Pérdida de masa muscular (atrofia).
Contracturas musculares en las piernas y los talones.
Deformidades musculares.
Trastornos respiratorios, incluyendo neumonía y aspiración de alimento o líquido al interior de los pulmones (en las etapas tardías de la enfermedad).

Trastornos derivados de la función muscular y que deben ser estudiados para saber si tienen ese factor en común con la Enfermedad de Duchene. No obstante, existen exámenes más específicos y caros, que pueden ayudar a diagnosticar mejor la Enfermedad de Duchenne.

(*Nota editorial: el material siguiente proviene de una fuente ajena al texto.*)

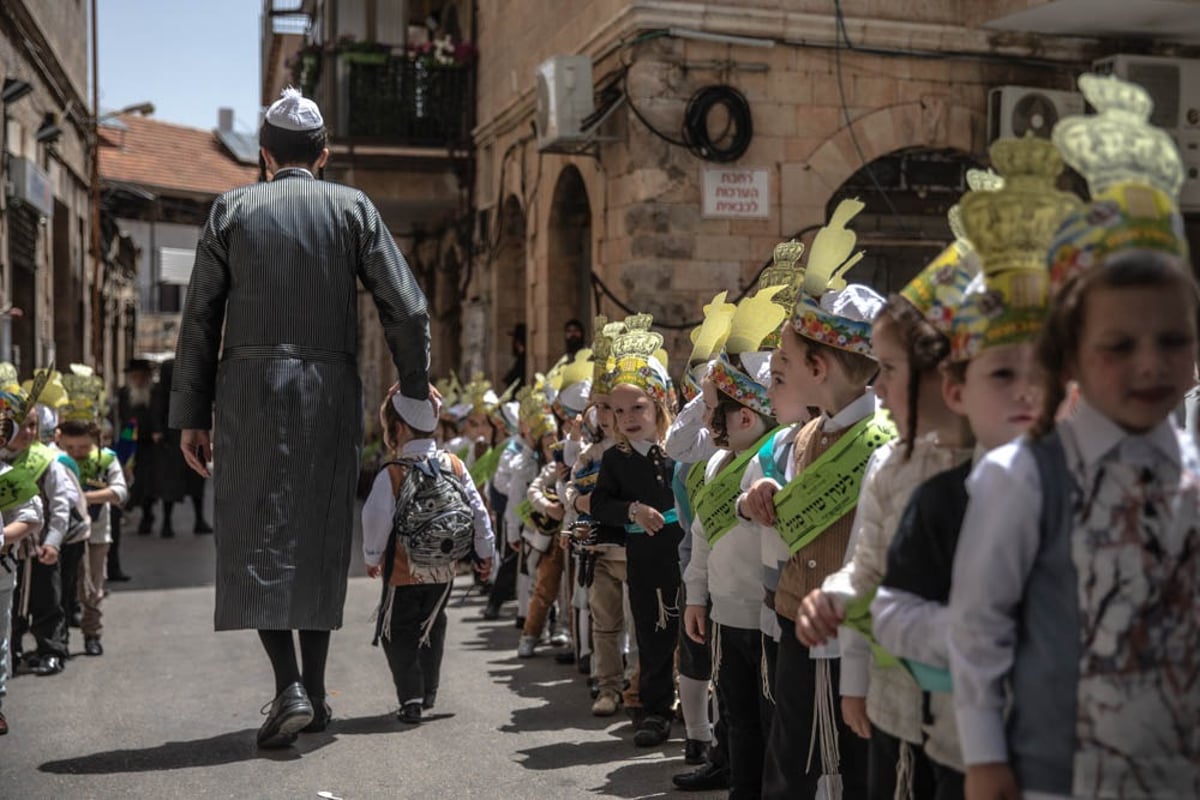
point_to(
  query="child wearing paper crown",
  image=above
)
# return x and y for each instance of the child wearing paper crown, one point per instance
(910, 349)
(1073, 632)
(823, 360)
(634, 491)
(725, 570)
(22, 516)
(990, 378)
(412, 619)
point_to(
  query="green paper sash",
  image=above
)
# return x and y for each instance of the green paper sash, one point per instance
(19, 483)
(858, 618)
(485, 467)
(715, 503)
(828, 488)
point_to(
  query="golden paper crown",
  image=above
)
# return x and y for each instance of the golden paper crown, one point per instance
(831, 256)
(1012, 228)
(708, 337)
(1119, 144)
(756, 319)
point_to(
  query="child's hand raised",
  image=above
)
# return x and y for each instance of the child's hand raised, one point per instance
(759, 501)
(821, 613)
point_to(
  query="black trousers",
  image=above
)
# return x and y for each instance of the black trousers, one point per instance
(658, 635)
(45, 619)
(743, 708)
(415, 667)
(786, 774)
(71, 566)
(883, 751)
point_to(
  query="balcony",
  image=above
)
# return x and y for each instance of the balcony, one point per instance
(401, 101)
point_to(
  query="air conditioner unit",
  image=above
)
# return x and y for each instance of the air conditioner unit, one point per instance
(564, 100)
(1017, 110)
(1174, 84)
(30, 185)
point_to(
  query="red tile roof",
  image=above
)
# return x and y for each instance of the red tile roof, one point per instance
(163, 156)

Tomado de: http://enfermedades-raras-sk.blogspot.com/2009/11/distrofia-muscular-de-tipo-duchenne.html

Los exámenes pueden abarcar:

Electromiografía ( EMG). Es un examen que verifica la salud de los músculos y los nervios que controlan los músculos.
Pruebas genéticas.
Biopsia de músculo. Es la extirpación de una pequeña muestra de tejido muscular para ser examinado.
Creatina-cinasa en suero . La creatina-fosfocinasa es una enzima que se encuentra predominantemente en el corazón, el cerebro y el músculo esquelético. Cuando el nivel total de creatina-fosfocinasa es muy alto, generalmente significa que ha habido lesión o estrés en el corazón, el cerebro o el tejido muscular.